Washington Gov. Jay Inslee (D), who has said climate change is his top priority, chimed in as well. In response to a story about EPA Administrator Andrew Wheeler dismissing the immediate threats of climate change, Inslee tweeted, “Parts of the Midwest are literally underwater right now.”

Democratic Senate candidate Mark Kelly, who is challenging Sen. Martha McSally (R-Ariz.), also weighed in on climate and security.

“Thinking of all those affected by this flooding, and especially the servicemembers and military families around Offutt Air Force Base. We have to better understand how extreme weather can threaten readiness and our national security, and prepare for it,” he tweeted.

Water started to enter Offutt on March 15, said Col. David Norton, the base’s support group commander.

“In the end, obviously, the waters were just too much. It took over everything we put up,” Norton told the Associated Press. “The speed at which it came in was shocking.”

Personnel used more than 235,000 sandbags and 460 flood barriers, according to a news release.

At Camp Ashland on the banks of the Platte River, water rose above the levees and then created a breach about 40 yards wide, said National Guard public affairs officer Kevin Hynes.

Camp Ashland also experienced flooding in 2015.

“We’ve never seen anything like this happen before,” he said. “Essentially, the entire base was affected by the flooding.”

Floodgates were installed after the 2015 floods, Hynes said.

“Those protective devices weren’t high enough for this level of water that came in,” he said.

But some buildings that had previously been elevated with stilts remained above water in the latest flood, he said.

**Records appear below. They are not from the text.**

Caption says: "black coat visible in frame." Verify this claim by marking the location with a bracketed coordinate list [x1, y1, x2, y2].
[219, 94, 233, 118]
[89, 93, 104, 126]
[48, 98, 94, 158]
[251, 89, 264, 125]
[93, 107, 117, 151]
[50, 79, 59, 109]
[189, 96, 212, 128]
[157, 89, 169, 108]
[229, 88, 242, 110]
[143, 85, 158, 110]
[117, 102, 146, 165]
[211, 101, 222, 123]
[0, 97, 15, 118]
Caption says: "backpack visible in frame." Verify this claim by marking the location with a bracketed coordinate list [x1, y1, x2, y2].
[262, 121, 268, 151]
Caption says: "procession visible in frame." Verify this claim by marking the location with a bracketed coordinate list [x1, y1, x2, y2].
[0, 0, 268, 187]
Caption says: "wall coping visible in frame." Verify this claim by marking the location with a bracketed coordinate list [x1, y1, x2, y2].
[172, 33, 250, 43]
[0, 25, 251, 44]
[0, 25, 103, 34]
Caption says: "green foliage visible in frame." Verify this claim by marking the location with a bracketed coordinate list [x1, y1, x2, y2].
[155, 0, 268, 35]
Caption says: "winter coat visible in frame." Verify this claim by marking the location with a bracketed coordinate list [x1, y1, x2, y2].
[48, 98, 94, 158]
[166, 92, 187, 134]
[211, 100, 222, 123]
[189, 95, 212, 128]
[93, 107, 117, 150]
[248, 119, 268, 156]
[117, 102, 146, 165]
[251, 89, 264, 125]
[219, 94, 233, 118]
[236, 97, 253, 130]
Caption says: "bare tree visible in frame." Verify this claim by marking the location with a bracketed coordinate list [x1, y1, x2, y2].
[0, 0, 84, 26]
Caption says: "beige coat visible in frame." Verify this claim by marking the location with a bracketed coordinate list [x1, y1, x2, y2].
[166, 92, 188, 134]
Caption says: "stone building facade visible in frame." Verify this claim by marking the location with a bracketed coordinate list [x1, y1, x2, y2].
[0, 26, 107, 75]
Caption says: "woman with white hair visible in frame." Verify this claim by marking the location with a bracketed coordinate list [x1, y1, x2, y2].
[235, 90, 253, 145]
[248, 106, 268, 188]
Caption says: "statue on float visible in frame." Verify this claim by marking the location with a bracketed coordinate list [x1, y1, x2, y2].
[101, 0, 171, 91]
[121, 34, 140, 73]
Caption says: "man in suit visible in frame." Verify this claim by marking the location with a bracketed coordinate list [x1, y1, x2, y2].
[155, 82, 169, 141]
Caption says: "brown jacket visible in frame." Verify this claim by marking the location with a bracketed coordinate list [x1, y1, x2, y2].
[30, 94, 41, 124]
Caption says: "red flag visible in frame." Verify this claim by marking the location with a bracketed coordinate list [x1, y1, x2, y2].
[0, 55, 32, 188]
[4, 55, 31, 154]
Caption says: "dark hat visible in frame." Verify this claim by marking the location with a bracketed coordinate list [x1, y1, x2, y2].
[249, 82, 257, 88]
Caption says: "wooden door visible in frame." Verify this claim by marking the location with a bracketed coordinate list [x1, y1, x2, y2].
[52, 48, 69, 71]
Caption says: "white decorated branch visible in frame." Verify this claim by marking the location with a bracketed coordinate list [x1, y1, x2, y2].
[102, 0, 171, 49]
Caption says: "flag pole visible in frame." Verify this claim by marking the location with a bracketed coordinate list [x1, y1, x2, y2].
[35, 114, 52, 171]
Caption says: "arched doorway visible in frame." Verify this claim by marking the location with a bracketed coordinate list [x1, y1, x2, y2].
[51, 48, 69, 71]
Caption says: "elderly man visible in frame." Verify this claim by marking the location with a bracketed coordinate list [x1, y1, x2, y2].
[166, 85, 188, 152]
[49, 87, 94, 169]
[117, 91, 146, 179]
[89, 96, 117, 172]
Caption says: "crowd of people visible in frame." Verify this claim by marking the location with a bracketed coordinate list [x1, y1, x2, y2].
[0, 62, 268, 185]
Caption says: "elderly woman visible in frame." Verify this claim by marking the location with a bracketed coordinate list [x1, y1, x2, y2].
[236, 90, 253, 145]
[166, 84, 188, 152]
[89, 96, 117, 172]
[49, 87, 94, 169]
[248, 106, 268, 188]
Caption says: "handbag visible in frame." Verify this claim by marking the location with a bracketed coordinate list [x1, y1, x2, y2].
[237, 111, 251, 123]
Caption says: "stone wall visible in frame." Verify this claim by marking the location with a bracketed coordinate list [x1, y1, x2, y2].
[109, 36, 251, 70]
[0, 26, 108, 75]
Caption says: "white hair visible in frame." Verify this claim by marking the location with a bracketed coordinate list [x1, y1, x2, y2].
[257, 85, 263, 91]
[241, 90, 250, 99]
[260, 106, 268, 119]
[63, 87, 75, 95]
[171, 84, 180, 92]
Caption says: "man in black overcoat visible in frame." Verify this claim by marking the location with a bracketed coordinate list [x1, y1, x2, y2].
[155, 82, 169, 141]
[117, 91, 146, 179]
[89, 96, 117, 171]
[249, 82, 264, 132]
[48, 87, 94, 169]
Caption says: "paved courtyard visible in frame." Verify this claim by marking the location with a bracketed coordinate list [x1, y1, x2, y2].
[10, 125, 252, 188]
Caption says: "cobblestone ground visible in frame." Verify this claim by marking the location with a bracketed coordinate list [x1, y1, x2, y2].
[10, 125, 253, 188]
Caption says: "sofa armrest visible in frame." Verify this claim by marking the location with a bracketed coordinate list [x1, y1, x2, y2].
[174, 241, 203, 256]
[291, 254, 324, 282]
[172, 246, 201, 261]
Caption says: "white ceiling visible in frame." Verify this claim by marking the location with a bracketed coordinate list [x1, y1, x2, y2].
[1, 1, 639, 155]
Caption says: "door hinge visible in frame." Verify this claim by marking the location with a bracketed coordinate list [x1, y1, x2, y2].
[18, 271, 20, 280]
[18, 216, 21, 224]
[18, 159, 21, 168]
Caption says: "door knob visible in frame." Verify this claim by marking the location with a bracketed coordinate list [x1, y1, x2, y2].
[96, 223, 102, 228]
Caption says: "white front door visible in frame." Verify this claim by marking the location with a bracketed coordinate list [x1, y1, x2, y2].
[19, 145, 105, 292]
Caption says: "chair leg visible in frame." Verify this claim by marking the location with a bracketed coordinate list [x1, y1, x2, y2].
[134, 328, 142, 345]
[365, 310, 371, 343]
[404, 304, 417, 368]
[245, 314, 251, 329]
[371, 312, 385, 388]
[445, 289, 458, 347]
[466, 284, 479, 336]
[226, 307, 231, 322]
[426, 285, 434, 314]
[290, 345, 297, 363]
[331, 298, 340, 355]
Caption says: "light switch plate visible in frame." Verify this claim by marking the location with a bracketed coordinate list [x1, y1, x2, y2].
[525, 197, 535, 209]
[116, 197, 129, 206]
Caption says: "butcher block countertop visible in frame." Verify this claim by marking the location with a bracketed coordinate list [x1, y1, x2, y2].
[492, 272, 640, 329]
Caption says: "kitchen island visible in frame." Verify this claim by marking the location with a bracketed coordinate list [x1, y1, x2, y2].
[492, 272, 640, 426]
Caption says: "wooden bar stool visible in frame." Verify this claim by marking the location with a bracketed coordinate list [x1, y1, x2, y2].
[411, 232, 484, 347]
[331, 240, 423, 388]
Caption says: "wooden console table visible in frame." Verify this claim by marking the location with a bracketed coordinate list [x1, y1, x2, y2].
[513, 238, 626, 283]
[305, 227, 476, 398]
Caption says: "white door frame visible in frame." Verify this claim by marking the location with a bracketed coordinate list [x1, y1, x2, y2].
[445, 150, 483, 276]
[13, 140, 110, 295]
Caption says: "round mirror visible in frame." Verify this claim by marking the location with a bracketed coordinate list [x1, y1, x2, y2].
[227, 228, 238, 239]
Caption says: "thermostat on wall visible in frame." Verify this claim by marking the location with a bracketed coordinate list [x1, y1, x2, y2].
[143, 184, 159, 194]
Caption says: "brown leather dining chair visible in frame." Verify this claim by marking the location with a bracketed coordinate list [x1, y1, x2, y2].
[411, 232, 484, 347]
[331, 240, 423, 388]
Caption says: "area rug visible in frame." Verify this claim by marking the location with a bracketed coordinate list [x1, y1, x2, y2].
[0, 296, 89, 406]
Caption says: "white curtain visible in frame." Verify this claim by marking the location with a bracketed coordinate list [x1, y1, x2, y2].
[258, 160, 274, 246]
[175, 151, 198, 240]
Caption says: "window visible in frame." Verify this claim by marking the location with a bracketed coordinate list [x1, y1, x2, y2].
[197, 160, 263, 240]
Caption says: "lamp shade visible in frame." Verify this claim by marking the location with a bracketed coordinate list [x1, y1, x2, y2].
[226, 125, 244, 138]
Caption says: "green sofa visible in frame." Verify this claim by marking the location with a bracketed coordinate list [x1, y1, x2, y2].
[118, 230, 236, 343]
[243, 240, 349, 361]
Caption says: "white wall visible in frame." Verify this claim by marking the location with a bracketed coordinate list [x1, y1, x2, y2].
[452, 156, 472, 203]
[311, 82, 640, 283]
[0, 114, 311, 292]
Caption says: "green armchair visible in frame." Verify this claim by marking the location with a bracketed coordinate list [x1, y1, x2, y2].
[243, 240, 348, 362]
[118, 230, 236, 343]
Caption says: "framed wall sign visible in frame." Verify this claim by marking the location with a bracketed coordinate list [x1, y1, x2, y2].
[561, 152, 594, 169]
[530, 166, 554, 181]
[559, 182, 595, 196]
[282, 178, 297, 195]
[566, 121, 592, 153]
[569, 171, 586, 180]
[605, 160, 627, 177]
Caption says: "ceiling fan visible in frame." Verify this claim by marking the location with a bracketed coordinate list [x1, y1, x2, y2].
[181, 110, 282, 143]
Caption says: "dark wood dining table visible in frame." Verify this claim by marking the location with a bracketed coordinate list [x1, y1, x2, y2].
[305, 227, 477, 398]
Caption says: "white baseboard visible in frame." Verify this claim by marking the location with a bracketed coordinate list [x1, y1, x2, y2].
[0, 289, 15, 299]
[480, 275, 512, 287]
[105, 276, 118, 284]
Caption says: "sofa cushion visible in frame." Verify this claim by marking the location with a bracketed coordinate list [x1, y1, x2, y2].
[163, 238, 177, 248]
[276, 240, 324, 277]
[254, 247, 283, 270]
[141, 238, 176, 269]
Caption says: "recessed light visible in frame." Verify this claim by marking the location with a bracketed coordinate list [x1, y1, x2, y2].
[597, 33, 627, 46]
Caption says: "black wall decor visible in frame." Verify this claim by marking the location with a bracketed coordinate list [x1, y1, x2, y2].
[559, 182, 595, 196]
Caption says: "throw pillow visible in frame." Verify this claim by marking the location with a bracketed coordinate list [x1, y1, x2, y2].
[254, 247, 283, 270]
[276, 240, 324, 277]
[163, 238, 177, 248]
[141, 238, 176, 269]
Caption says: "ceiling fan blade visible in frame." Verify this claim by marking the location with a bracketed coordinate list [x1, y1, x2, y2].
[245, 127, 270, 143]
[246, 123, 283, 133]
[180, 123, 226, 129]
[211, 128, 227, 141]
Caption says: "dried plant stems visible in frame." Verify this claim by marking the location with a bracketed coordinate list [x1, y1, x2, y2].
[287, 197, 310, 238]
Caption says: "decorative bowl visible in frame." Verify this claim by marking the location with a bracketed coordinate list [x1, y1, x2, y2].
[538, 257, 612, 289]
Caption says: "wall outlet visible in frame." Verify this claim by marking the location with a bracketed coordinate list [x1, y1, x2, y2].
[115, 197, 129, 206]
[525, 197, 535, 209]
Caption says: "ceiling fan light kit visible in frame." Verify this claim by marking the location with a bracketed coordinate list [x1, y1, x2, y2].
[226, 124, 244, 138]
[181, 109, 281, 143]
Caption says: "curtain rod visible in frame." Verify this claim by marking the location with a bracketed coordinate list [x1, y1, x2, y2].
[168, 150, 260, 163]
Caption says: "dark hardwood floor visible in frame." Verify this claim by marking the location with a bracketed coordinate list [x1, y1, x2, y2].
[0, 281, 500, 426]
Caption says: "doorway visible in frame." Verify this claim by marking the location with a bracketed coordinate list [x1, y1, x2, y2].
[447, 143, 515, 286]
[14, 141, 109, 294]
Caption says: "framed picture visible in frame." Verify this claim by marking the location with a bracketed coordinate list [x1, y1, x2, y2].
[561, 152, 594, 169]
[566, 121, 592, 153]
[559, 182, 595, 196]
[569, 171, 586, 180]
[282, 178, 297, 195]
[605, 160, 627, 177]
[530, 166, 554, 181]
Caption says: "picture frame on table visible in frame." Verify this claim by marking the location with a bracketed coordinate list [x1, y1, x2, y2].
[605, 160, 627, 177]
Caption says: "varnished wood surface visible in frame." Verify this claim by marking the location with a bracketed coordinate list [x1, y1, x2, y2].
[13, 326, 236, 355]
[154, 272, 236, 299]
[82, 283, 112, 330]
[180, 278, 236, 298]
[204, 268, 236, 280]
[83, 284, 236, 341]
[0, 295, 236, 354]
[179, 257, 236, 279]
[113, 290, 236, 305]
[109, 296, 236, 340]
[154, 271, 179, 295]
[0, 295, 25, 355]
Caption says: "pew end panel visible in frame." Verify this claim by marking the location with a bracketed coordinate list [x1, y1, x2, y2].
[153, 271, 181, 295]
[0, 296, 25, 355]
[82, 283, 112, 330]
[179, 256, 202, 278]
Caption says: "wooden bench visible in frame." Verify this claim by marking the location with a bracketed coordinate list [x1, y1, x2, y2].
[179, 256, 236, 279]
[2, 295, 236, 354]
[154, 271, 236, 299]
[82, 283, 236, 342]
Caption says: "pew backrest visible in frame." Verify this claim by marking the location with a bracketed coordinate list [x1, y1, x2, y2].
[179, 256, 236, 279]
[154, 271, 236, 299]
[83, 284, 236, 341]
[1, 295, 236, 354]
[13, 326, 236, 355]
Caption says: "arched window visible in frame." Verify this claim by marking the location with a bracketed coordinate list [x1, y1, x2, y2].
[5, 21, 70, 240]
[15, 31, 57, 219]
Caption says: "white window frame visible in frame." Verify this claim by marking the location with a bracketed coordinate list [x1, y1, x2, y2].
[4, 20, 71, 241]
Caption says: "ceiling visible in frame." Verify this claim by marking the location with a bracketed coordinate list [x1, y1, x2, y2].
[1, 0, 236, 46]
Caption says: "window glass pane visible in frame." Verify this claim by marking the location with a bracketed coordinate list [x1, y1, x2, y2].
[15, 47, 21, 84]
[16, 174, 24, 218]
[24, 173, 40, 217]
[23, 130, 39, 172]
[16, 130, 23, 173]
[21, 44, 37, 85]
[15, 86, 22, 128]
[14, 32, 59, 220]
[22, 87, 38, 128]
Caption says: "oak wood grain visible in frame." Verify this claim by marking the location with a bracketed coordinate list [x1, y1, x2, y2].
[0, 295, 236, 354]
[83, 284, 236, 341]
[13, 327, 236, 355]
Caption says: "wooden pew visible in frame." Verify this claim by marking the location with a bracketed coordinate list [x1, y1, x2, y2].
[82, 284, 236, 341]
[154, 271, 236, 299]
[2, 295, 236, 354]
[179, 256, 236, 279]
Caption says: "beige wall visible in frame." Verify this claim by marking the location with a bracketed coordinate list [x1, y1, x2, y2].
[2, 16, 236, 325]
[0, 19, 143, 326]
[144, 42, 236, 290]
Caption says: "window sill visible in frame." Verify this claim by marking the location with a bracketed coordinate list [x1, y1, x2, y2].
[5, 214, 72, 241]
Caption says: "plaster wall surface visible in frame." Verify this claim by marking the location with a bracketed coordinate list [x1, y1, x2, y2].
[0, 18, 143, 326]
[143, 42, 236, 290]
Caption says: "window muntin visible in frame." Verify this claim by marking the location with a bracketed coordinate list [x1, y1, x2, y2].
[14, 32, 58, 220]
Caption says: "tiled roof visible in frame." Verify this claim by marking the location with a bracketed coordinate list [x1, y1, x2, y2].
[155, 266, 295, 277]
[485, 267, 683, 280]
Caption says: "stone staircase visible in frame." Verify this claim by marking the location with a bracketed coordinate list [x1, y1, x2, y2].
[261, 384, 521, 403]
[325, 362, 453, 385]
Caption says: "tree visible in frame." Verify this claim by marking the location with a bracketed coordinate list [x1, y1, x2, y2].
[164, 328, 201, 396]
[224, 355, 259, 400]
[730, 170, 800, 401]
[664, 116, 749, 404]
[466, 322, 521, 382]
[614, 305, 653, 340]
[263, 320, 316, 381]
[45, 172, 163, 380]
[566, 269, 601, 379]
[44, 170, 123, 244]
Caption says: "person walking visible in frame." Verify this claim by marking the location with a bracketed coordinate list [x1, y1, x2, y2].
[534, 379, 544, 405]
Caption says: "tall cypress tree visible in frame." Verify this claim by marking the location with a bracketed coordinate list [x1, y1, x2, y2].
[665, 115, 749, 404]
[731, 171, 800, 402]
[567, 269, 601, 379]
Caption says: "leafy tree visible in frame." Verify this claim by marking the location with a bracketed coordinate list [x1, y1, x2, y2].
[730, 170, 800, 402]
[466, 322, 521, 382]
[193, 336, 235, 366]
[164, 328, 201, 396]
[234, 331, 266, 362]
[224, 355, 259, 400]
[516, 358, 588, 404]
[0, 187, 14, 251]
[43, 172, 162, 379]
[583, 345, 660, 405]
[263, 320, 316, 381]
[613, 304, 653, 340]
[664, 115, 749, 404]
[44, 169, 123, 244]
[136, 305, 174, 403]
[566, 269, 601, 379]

For John Conger, director of the Center for Climate and Security, the Nebraska floods highlight the importance of planning at all military installations, not just coastal ones.

“It just goes to show the importance of planning and implementing resiliency measures at all of our bases,” he said.

“This is not simply an issue of hurricanes and sea-level rise, but something that each of our bases needs to look at. Each is going to have its own issues and own problems it needs to work through.”